The phrase 'semi-staged' may sound off-putting for an art form which like no other can accommodate enormous sets, costumes and vision. It may also seem inadequate for an opera which has recently been performed in Aldeburgh on a stage formed of fishing boats on the sand which Britten walked daily and in front of the waves which were the source of so much inspiration to the work. But Peter Grimes, the most intimate, intense and English of operas (it could be considered an antecedent to the 1950s 'kitchen sink drama' movement in film) is one that can be stripped back to the bear bones and still drive a powerful stake into the heart of the audience.

The brilliant but subtle use of the chorus by the director Daniel Slater gave the convincing impression that the thirty or so in their number really were the massed and judgemental crowds of the Borough. Uniformly acting in a crowd mentality – whether blindly following the words in their bibles, drunkenly dancing in the pub or marching upon Grimes' hut with burning torches – the sense of overwhelming force of the mass against the soul of the individual was profound.

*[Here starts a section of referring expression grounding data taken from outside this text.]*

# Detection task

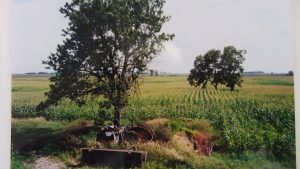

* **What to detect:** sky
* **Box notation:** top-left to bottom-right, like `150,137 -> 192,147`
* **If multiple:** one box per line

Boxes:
12,0 -> 294,74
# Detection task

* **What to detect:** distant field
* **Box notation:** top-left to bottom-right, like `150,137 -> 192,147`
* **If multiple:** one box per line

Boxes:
11,75 -> 295,168
12,75 -> 294,120
11,74 -> 294,97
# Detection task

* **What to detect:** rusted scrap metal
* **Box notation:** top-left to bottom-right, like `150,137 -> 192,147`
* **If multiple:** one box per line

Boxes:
96,123 -> 154,144
124,123 -> 154,142
96,125 -> 123,144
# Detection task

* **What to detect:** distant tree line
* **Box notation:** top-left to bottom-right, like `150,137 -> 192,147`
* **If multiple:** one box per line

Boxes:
25,72 -> 55,75
149,69 -> 159,76
188,46 -> 246,91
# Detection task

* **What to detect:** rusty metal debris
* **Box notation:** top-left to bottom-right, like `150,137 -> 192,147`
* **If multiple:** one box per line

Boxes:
96,123 -> 154,145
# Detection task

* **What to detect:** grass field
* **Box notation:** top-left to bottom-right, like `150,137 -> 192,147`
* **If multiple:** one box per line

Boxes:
11,75 -> 295,169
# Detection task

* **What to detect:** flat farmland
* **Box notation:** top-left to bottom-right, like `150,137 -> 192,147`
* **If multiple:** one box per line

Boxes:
11,75 -> 295,169
12,75 -> 294,121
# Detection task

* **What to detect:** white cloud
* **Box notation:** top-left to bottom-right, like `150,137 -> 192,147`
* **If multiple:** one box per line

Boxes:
149,42 -> 184,73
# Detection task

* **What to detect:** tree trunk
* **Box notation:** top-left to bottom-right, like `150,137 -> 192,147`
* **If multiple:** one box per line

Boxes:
201,81 -> 208,89
114,106 -> 121,127
230,85 -> 234,91
213,83 -> 218,90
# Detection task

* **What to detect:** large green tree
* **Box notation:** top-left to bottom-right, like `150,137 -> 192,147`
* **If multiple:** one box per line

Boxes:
37,0 -> 174,125
187,49 -> 220,89
188,46 -> 246,91
219,46 -> 246,91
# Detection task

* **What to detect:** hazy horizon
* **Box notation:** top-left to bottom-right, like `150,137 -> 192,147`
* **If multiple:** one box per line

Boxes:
12,0 -> 294,74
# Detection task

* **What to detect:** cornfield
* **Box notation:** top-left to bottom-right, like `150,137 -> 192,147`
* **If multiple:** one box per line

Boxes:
12,75 -> 295,157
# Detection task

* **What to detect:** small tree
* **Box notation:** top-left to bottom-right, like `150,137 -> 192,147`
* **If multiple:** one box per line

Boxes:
188,46 -> 246,91
287,70 -> 293,76
150,69 -> 154,76
36,0 -> 174,126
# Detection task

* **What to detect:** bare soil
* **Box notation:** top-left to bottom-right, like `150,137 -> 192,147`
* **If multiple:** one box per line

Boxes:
34,156 -> 66,169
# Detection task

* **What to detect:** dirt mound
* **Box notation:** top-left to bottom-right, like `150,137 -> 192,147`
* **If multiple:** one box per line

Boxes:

The set itself was sparse, but carefully considered by designer Alex Doidge-Green. Rope was the only prop, though intelligently deployed as signifier of Grimes' sole connection to the town and his livelihood from it. When the rope was tethered, either knotted across the stage to posts or coiled up in his arms, a semblance of Grimes' determination and control was clear. When the rope was let free, such as when it shot off-stage following Grimes' apprentice tumbling over the cliff and into the sea below, Grimes' was also lost and powerless.

Of the performers Stuart Skelton as Grimes, a role he is familiar with and will be reprising at the English National Opera next March, stood out. His was a profoundly rich channelling of the character but also portraying the despair, loneliness and sense of being unwelcome in the only place you feel is home which Britten folded into his rendering of Grimes

The London Philharmonic Orchestra, led by Vladimir Jurowski, filled the hall with a perfectly balanced performance. When they had the chance to take centre stage from the singers, during the four Sea Interludes – studies of the Suffolk seascape as psychologically powerful as any of Constable's renderings of the sky above – the depth of emotion, intensity and force Britten could deploy across the whole orchestra was rich.

Though being an opera deeply rooted in a particular locale and talking to an immediate post-war British public, the core strength of the work is the timelessness and universality of the individual struggle to find a place and way for oneself against the endless force of attacking tides. This revisiting of it - sparse, fresh and perfectly balanced – was a memorable rendition.